If the part is a disposable plastic straw, it may not be worth taking the time and money to test for a crack in each drinking straw. If a consumer gets a broken straw from a package, they’ll probably just throw it away and get a new usable straw without batting an eye. The only consequences being a slight inconvenience and minor customer dissatisfaction. However, if a company is manufacturing a medical pacemaker device, the consequences of a device that is not properly leak tested could be lethal.
If leak testing is determined to be necessary for your manufactured component, the next step is to identify the potential leak paths. Common areas can include welds, seals, microcracks, and pinholes. Most leaks are so small they are not visible to the human eye, which is why precise, data-rich testing results are necessary.
After potential leak paths are identified, engineers establish a leak rate reject limit for the application based on theoretical calculations, industry specifications, and comparisons to specs of similar existing applications. One of the most common methods used to establish a reject level is to measure leak rates on customer returned products.

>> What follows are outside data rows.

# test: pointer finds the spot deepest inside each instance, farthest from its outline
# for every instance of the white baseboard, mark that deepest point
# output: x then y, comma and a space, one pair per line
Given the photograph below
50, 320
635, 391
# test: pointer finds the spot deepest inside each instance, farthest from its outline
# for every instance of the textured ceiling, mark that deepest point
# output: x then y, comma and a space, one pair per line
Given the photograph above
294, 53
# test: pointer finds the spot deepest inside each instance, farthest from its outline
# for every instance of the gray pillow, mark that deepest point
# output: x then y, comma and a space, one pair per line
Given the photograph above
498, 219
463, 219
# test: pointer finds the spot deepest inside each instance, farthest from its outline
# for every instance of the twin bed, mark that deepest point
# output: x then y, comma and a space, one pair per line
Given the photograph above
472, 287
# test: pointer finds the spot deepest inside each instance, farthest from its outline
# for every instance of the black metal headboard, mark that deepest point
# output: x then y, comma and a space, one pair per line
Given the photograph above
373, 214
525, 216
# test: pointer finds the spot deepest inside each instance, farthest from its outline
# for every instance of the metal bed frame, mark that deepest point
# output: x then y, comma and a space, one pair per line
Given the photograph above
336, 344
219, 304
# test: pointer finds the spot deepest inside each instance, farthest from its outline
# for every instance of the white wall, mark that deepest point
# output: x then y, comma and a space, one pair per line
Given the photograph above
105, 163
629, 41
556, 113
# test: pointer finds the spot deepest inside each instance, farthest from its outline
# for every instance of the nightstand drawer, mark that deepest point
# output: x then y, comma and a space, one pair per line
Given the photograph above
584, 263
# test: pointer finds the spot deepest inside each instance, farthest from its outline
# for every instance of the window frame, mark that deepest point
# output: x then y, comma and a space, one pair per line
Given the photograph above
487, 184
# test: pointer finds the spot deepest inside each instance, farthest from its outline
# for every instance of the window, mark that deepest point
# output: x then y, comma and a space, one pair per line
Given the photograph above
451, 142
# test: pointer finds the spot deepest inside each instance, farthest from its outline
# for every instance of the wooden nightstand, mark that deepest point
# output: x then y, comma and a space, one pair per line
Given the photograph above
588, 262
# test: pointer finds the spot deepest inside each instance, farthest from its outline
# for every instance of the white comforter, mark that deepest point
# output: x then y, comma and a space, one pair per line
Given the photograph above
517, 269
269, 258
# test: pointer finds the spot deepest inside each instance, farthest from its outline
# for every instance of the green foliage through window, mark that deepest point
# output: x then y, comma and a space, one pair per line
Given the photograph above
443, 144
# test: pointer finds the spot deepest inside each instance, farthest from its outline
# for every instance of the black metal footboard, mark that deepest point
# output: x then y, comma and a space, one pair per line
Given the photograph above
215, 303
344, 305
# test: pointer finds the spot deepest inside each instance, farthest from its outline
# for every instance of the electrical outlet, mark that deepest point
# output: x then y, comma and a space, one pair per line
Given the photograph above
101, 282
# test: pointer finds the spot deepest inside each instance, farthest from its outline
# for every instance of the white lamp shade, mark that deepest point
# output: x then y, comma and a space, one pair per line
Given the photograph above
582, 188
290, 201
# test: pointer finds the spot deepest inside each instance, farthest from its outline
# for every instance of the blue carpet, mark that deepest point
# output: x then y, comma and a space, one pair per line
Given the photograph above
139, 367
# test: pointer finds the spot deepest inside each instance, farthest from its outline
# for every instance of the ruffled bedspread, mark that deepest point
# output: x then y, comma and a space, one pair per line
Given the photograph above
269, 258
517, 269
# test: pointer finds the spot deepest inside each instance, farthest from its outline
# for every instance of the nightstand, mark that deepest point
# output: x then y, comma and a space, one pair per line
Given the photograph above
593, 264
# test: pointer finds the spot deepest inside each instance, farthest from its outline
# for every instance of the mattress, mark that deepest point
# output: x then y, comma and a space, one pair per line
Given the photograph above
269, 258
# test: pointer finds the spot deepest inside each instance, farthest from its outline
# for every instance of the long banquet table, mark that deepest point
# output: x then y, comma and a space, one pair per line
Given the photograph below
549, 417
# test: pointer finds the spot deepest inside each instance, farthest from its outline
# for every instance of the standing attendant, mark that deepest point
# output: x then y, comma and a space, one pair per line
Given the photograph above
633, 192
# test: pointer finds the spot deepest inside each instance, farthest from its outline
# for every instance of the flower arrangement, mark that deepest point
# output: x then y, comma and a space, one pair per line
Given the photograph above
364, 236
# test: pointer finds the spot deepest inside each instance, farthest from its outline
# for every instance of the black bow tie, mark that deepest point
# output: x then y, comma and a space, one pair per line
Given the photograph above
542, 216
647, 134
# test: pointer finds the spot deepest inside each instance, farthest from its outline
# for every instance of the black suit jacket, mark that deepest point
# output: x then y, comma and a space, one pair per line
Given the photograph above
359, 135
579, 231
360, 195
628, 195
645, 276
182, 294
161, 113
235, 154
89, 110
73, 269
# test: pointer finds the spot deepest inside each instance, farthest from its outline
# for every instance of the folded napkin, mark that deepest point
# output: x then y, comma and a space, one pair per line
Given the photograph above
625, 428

Next, the manufacturing engineer can work with a leak testing engineer to determine the most appropriate leak testing method for the application, whether that be differential pressure decay, tracer gas, or sealed component ingress leak testing. Based on the company’s budget, application specs, determined testing method and production integration requests, the manufacturer can select the most suitable leak testing instrument to fit their needs.
Many times, the manufacturer will want the leak testers integrated into their production line. If this is the case, once a leak tester is selected, a leak testing engineer will work closely with the customer and a machine builder to design personalized fixtures to meet the customer’s testing requirements.